We knew that Chipper’s user experience and design of the app needed a lot of improvement. Our team launched a number of initiatives to redo our entire product and brand design from the ground up. This included launching a full rebrand; reworking our onboarding process, home screen, and send features; as well as doubling down on creating a robust design system.
We worked with Studio Dumbar to imagine what a Chipper world might look like. Ultimately, we chose specific elements of Africanfuturism: technology, optimism, empowerment - to guide the visual philosophy behind our rebrand.
We also created an interactive prototype that we could test for feedback with stakeholders and customers. Using customer feedback, we designed a new look that was simpler, easier to navigate, and guided users towards a smoother journey to send their funds.
The Chipper Cash design team consisted of 15 global designers across multiple disciplines: user research, design systems, branding, graphic design, product design, internal tooling, and content design.
We operate on the “centralized partnership” model from Peter Merholz’s Org Design for Design Orgs. Chipper’s entire design team nested under the Product department, but we define our own team objectives. Designers have a constant backlog of tasks internally and from other departments, so being autonomous allowed us to prioritize critical initiatives to Chipper, and say “no” to less important requests.

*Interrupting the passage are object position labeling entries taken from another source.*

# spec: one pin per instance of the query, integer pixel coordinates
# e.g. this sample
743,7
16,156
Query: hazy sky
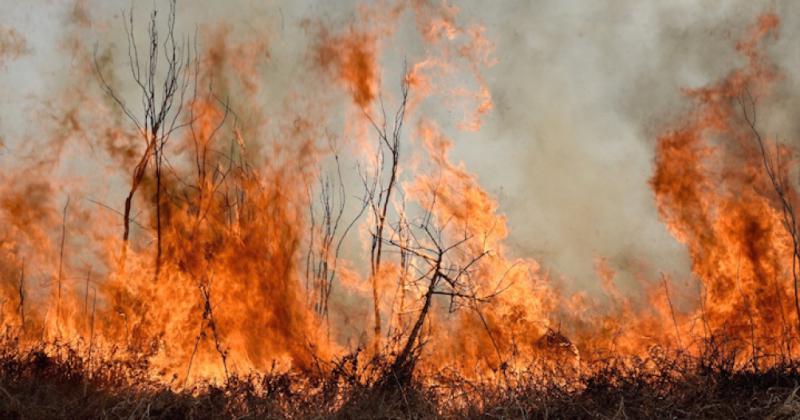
581,90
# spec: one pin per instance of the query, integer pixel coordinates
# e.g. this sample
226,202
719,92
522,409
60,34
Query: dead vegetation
57,381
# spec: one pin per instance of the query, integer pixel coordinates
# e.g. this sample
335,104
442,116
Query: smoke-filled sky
581,89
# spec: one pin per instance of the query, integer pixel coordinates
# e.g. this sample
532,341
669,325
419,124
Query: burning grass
191,300
58,381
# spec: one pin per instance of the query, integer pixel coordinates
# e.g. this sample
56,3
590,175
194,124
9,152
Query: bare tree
325,237
162,99
380,190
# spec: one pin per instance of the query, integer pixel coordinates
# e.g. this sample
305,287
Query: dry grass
59,383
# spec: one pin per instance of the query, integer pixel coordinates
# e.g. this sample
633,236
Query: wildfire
233,265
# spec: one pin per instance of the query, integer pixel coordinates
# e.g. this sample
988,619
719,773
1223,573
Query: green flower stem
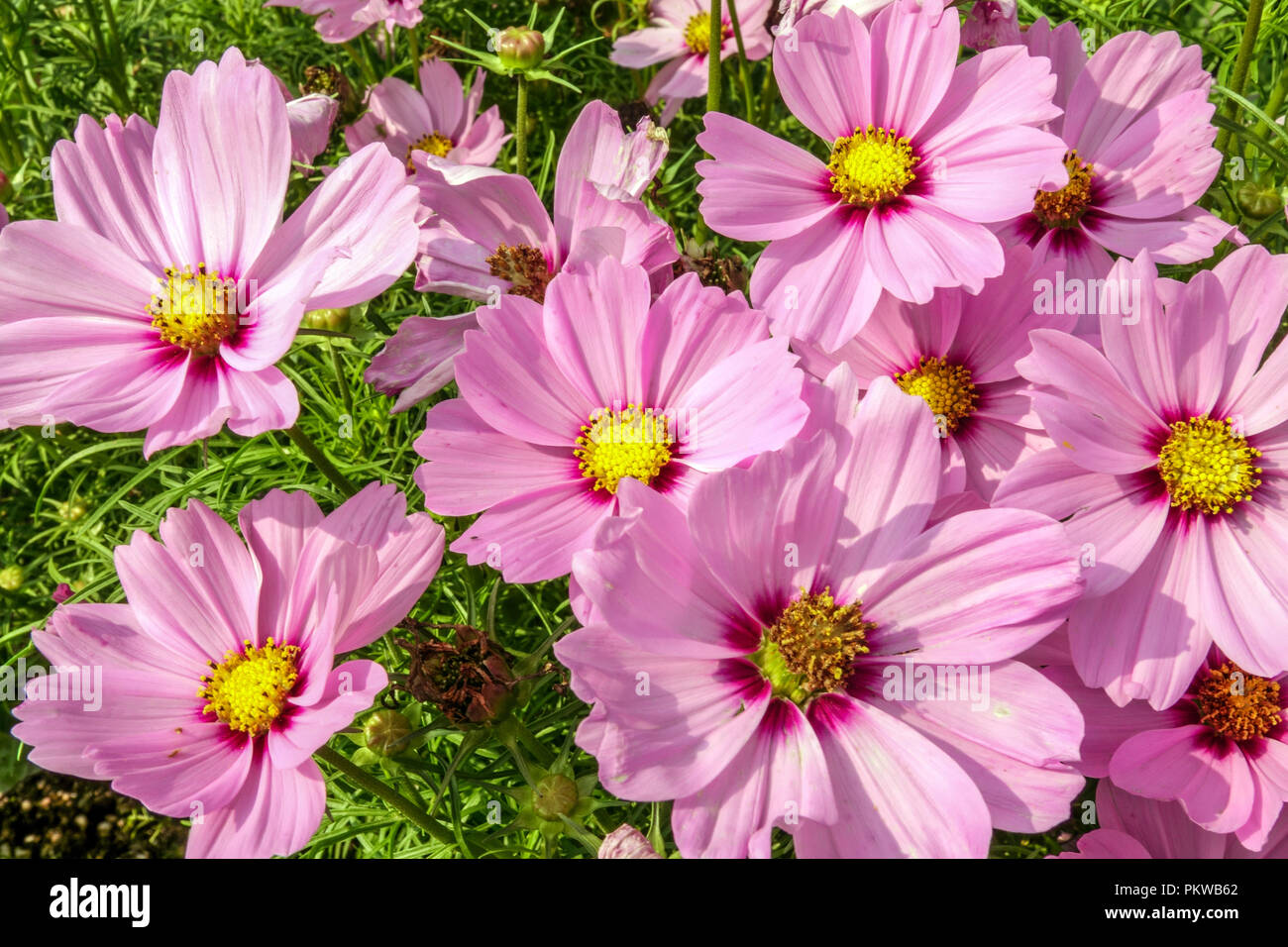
520,128
342,382
713,43
364,60
469,744
320,460
397,800
413,42
743,69
510,744
115,76
511,727
1241,63
1276,98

Ultimately, none our achievements would have been as effective without a healthy internal design team culture built around trust and respect. We prioritize a culture that allows our designers to grow their skills and progress in their careers. The main values that I lead our team with were empathy, transparency, accountability, and respect.
Leading with empathy meant prioritizing building transparent structures around career discussions. Our “Career Guide” was a collaborative document that specified transparent steps on the skills and expertise needed to level up in each design area. With empathy as our foundation, we could push deeper into technical or relational challenges together.
On any given week, the entire design team meets at least 3 times to hang out with each other, critique work in progress, plan the week, or review the previous week in a retro.